Louise Bombardier : Dans les méandres de l’âme
L’auteure et comédienne Louise Bombardier redonne vie à Petits Fantômes mélancoliques, un spectacle interdisciplinaire sur l’autisme.
Auteure de nombreuses pièces, la plupart destinées aux jeunes publics, mais aussi de deux recueils de nouvelles, Louise Bombardier s’intéresse depuis toujours à l’univers de l’enfance et de la psychanalyse. Avec Petits Fantômes mélancoliques, un spectacle créé en septembre dernier à l’occasion du Festival international de la littérature, d’après un livre publié aux éditions Les 400 coups, elle peaufine son exploration des souffrances de l’être humain en visitant l’univers des enfants autistes.
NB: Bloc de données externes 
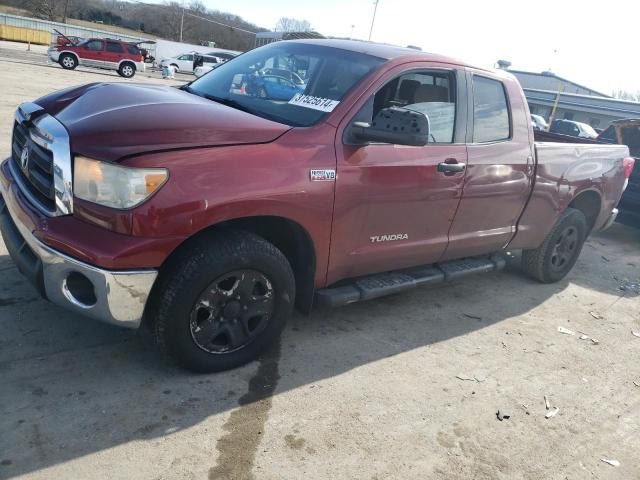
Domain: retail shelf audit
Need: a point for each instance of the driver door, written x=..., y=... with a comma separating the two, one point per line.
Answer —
x=393, y=207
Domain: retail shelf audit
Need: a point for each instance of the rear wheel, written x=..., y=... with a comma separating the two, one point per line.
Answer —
x=68, y=61
x=557, y=255
x=222, y=301
x=127, y=70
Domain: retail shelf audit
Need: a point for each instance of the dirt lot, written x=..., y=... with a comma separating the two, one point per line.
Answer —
x=405, y=387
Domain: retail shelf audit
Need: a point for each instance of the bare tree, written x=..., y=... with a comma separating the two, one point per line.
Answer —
x=626, y=95
x=45, y=9
x=286, y=24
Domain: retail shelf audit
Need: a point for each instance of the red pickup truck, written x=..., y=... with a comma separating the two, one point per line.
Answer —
x=206, y=212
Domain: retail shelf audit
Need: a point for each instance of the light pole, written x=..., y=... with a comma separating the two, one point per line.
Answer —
x=182, y=21
x=375, y=8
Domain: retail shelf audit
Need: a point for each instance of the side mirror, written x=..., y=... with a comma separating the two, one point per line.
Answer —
x=394, y=125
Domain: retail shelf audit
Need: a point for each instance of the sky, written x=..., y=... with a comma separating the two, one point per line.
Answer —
x=591, y=43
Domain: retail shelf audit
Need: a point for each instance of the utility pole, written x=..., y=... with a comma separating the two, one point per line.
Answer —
x=375, y=8
x=182, y=21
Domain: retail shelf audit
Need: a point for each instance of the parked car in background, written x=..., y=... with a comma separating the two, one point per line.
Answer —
x=206, y=68
x=106, y=53
x=207, y=212
x=539, y=123
x=225, y=55
x=183, y=63
x=627, y=132
x=573, y=129
x=275, y=87
x=204, y=63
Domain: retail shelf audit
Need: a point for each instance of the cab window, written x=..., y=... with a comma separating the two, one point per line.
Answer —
x=114, y=47
x=609, y=135
x=427, y=92
x=96, y=45
x=490, y=111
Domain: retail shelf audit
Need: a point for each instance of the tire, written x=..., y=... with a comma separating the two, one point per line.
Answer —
x=127, y=69
x=557, y=255
x=68, y=61
x=197, y=315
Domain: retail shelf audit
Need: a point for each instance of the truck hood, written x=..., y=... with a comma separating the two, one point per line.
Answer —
x=110, y=121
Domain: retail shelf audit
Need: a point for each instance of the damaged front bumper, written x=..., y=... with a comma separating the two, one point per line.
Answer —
x=116, y=297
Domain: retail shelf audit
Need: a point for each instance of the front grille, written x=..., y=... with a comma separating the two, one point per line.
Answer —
x=36, y=176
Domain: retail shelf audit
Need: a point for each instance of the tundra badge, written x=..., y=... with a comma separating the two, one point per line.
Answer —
x=389, y=238
x=322, y=175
Les fantômes en question, ce sont les narrateurs des 21 petites histoires qui constituent la trame du spectacle. Ces autistes, plus ou moins jeunes, viennent nous confier les abus, les blessures ou les solitudes qui ont marqué leur enfance. "J’ai écrit ces contes dans une période où je ne travaillais pas et où je me sentais peut-être un peu autiste moi-même, confie l’auteure. Je me suis mise à lire des textes écrits par des autistes. Je ne voulais pas faire une étude sociologique sur l’autisme, il s’agissait plutôt d’une métaphore poétique pour exprimer les souffrances intimes."
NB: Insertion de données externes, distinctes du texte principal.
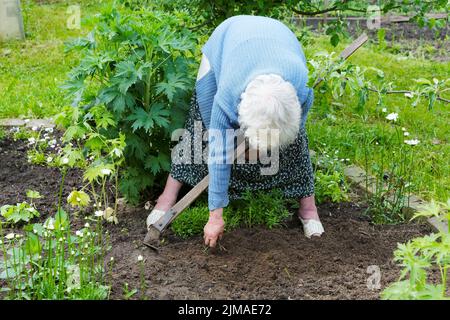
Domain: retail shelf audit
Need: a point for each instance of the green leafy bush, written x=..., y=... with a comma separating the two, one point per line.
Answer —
x=420, y=256
x=134, y=80
x=210, y=13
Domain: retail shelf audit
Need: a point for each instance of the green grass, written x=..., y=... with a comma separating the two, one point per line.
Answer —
x=31, y=71
x=344, y=131
x=256, y=208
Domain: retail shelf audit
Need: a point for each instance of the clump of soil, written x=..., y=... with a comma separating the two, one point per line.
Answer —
x=253, y=263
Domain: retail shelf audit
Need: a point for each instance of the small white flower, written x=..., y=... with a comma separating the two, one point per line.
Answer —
x=412, y=142
x=392, y=116
x=117, y=152
x=106, y=171
x=98, y=213
x=49, y=224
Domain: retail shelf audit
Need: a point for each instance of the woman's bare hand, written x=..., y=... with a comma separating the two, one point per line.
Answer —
x=214, y=228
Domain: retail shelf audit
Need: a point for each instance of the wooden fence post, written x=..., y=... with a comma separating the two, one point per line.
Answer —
x=11, y=23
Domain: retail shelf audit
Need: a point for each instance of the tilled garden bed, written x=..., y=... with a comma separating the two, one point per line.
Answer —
x=255, y=263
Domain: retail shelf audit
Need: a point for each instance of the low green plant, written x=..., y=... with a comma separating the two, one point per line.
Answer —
x=21, y=212
x=21, y=133
x=132, y=85
x=330, y=187
x=260, y=208
x=420, y=256
x=50, y=261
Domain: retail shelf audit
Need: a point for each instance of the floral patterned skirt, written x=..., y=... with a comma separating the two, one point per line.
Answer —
x=295, y=177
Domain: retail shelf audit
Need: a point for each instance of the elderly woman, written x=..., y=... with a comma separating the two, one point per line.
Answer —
x=252, y=76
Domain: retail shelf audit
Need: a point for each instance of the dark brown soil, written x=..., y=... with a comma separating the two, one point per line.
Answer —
x=253, y=263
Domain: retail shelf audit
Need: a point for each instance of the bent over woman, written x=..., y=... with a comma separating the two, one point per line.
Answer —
x=252, y=77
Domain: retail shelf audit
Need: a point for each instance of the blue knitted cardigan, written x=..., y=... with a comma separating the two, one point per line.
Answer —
x=239, y=49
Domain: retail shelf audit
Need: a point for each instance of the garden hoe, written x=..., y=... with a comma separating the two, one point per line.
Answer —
x=152, y=239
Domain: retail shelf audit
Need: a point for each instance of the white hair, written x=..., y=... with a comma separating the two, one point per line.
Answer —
x=269, y=102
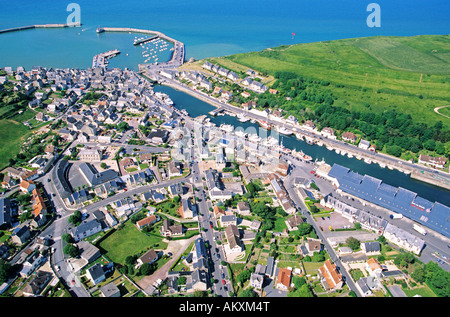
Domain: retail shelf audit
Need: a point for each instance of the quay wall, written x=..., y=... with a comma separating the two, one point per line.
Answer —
x=39, y=26
x=133, y=30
Au cours de la représentation, Bombardier prête sa voix à plus de 15 personnages dont Alice, Hans et la dormeuse du Val. "Quand j’écris, j’aime me situer du côté des êtres vulnérables. Ici, mes personnages sont des carencés. En me glissant dans la peau des autistes, j’ai tenté de faire parler leur désarroi." La créatrice affirme qu’elle a également profité de ce projet pour étudier l’écart entre le monde intérieur (ce que l’on vit) et le monde extérieur (ce que l’on présente au monde). "Dans le cas des autistes, affirme-t-elle, on remarque souvent une immobilité ou une agitation, mais personne n’a accès à leur intelligence ou à leur sensibilité."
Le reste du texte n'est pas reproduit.